Quality Video Conferencing over a network is becoming more and more desirable in businesses and education as well as for personal use. Video Conferencing is a many-to-many relationship, but also includes video telephony and distance education. Presently, there are two main types of audio/video conferencing. First is desktop audio/video conferencing, where a small camera is typically placed on top of a personal computer (PC) or workstation and video is usually displayed in a small window, potentially with shared applications (such as a shared whiteboard). The second type of video conferencing is studio based audio/video conferencing. Here, a room is specially equipped for video conferencing with one or more cameras, microphones, large monitors and possibly other equipment; such as an overhead camera for document viewing (Type 1 is typically software based; type 2 is typically hardware based). The room in which studio conferencing occurs may not be specifically for this purpose. Instead, a standard seminar room with portable equipment may be used. Typically, this type of conferencing is used for formal meetings.
Currently, networks and video conferencing function on a unicast-based technology. Therefore, the internet ends up being a best effort network that has high bandwidth requirements, significant packet loss, packet delay variation, quality degradation and time expenses. As a result, end users have become accustomed to the lack of quality in audio/video data transmission and the constant waiting for the data to be received.
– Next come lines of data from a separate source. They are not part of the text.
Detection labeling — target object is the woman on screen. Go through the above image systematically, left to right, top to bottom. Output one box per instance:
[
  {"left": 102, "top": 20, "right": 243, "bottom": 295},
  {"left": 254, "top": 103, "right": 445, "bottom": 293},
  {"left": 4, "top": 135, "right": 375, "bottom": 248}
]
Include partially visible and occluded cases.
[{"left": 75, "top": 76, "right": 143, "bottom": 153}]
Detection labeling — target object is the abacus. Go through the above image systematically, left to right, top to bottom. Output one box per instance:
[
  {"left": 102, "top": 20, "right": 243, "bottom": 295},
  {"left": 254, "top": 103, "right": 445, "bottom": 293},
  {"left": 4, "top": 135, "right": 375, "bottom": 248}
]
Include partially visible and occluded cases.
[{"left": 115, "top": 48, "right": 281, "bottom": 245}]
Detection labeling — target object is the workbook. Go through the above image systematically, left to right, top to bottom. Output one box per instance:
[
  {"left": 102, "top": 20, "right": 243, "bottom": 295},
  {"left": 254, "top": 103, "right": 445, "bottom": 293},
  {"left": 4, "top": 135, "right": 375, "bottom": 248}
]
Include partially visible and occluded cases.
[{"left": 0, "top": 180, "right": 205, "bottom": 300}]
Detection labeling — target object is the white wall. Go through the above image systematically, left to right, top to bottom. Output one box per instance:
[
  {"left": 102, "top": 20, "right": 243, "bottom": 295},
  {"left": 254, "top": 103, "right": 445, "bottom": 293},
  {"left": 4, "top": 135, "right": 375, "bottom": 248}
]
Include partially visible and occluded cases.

As mentioned, typically, the transmission of full motion video across any computer network, such as, WAN, LAN, CAN, WAP, is achieved using unicast technology. Unicast depends on compression and decompression algorithms in order to transmit vast amounts of video/audio data. Further, unicast requires delay times for buffering video, which is the ability to pre-load portions or all of the video onto a computer for viewing. Also, there is a loss of video quality when compression of the video is used. The problems accompanying such transmission can only be achieved by:
1) hardware modifications
2) bulky deployment
3) high bandwidth availability
4) large computer processor availability
5) need for compression of video data
More importantly, the ability to simultaneously video conference more than 3 participants of the video conference poses a challenge.
Compression and decompression costs a lot of time and computer resources. Compression also degrades the quality of the video/audio data. Over the years, end users accepted slow speed and poor video quality. With respect to audio, certain codecs like MP3 provide more speed but less quality. WAV provides better quality but less speed. Thus, each time a user downloads video/audio from the internet, the user necessarily trades off some aspect of performance.
The use of video compression and decompression to transfer video data from one source to another requires a sufficient amount of time and the result is poor quality. Therefore, video conferencing to a large number of participants becomes almost impossible in a unicast environment. In this situation, as well as many others, a multicast environment would alleviate the above mentioned problems with its low bandwidth usage and time efficiency benefiting any network.